= Lordship of Sinoutskerke and Baarsdorp =

Coats of arms of the lordship of Baarsdorp (Heerlijkheid Baarsdorp)

The Lordship of Baarsdorp is a (former) Dutch Lordship situated in the province of Zeeland, in the Netherlands.

== Short history ==
The lordship of Baarsdorp is a Dutch landed estate. Until 1795, a Dutch lordship (Heerlijkheid) was the Dutch version of manorialism; currently, it's an estate on land with a set of remaining manorial rights.

The lordship of Baarsdorp was founded between 1206 and 1270, the first lords were Lord Petrus de Barsdorpe and his brother, Lord Dankert de Barsdorpe. The de Barsdorpe brothers were members of the Dutch noble family van Borssele, who named themselves after the lordship. The brothers built a castle and a church, which gave the lordship and village of Baarsdorp a more prestigious aura. The lordship of Baarsdorp remained in this family for the next 200 years, until in the fifteenth century the noble family van de Waerde became the owners. From then on, the lordships of Baarsdorp and Sinoutskerke were owned by the same people but never formally merged. A hundred years later, the castle was demolished after being left empty for two decades. In 1846, the lordship of Baarsdorp was owned by seven people.

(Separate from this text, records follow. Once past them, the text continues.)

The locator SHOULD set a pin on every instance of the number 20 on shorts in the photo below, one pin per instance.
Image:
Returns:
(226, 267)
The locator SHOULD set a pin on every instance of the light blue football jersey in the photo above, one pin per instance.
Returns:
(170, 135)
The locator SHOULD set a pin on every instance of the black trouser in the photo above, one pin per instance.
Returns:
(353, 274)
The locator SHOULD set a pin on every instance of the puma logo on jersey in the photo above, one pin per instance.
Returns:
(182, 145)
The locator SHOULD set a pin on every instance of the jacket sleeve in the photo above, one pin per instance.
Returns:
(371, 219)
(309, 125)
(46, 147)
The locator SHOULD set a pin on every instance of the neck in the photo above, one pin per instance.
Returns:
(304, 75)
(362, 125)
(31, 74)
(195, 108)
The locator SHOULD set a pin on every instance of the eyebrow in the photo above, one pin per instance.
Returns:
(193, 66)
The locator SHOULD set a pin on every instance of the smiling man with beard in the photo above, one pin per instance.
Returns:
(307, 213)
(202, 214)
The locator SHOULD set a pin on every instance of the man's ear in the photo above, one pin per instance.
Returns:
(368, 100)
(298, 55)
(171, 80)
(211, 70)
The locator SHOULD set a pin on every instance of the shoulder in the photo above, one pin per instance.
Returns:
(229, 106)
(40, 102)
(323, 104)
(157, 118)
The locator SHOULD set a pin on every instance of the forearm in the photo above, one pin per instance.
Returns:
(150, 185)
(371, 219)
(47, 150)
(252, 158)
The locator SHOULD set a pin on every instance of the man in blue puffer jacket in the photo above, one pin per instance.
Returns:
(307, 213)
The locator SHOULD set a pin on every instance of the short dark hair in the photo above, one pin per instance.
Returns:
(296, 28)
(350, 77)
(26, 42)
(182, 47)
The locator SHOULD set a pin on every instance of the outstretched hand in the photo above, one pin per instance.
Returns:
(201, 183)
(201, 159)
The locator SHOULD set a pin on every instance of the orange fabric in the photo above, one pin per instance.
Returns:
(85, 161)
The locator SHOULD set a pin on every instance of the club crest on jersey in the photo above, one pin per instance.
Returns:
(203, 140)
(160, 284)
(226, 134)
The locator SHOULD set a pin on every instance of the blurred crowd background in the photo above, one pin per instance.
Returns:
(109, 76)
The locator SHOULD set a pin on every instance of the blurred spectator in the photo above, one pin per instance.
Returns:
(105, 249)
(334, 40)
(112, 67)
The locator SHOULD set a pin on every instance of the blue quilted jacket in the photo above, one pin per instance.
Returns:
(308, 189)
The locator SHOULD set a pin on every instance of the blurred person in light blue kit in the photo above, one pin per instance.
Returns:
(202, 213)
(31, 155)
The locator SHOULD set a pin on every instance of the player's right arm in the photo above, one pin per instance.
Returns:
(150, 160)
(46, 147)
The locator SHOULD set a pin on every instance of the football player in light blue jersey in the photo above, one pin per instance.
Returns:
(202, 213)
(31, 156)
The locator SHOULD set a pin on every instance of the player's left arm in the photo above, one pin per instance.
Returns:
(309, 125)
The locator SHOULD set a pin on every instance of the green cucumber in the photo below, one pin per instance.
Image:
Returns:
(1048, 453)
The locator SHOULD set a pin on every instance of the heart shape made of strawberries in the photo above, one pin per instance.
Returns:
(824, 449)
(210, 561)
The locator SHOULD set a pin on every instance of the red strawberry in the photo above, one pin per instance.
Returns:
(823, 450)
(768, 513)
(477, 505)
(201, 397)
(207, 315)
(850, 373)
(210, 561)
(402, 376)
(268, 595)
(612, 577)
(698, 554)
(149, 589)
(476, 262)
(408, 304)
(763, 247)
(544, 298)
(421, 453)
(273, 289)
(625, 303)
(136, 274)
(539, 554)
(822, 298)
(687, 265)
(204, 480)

The manorial rights are still being exercised by the van Huykelom van de Pas family, who are the current owners of the lordship. Baarsdorp is one of the very few remaining lordships in the Netherlands with existing rights attached to it. Among those rights are fishing rights, sheep drifting and the right to plant trees, etc. on the sides of the roads. M.J. van Huykelom van de Pas also uses the title "Lady of Baarsdorp".

== Coat of arms ==
The coat of arms of the lordship of Baarsdorp is mentioned in 1696 in Mattheus Smallegange's “Cronyk van Zeeland” (Chronicle of Zeeland). According to Smallegange, the coat of arms of the lordship of Baarsdorp initially were the coat of arms of a branch of the van Borssele family, and adopted by the lordship after this family died out. Similar coat of arms were later also used by the municipality of Sinoutskerke and Baarsdorp, with permission of the Dutch High Council of Nobility.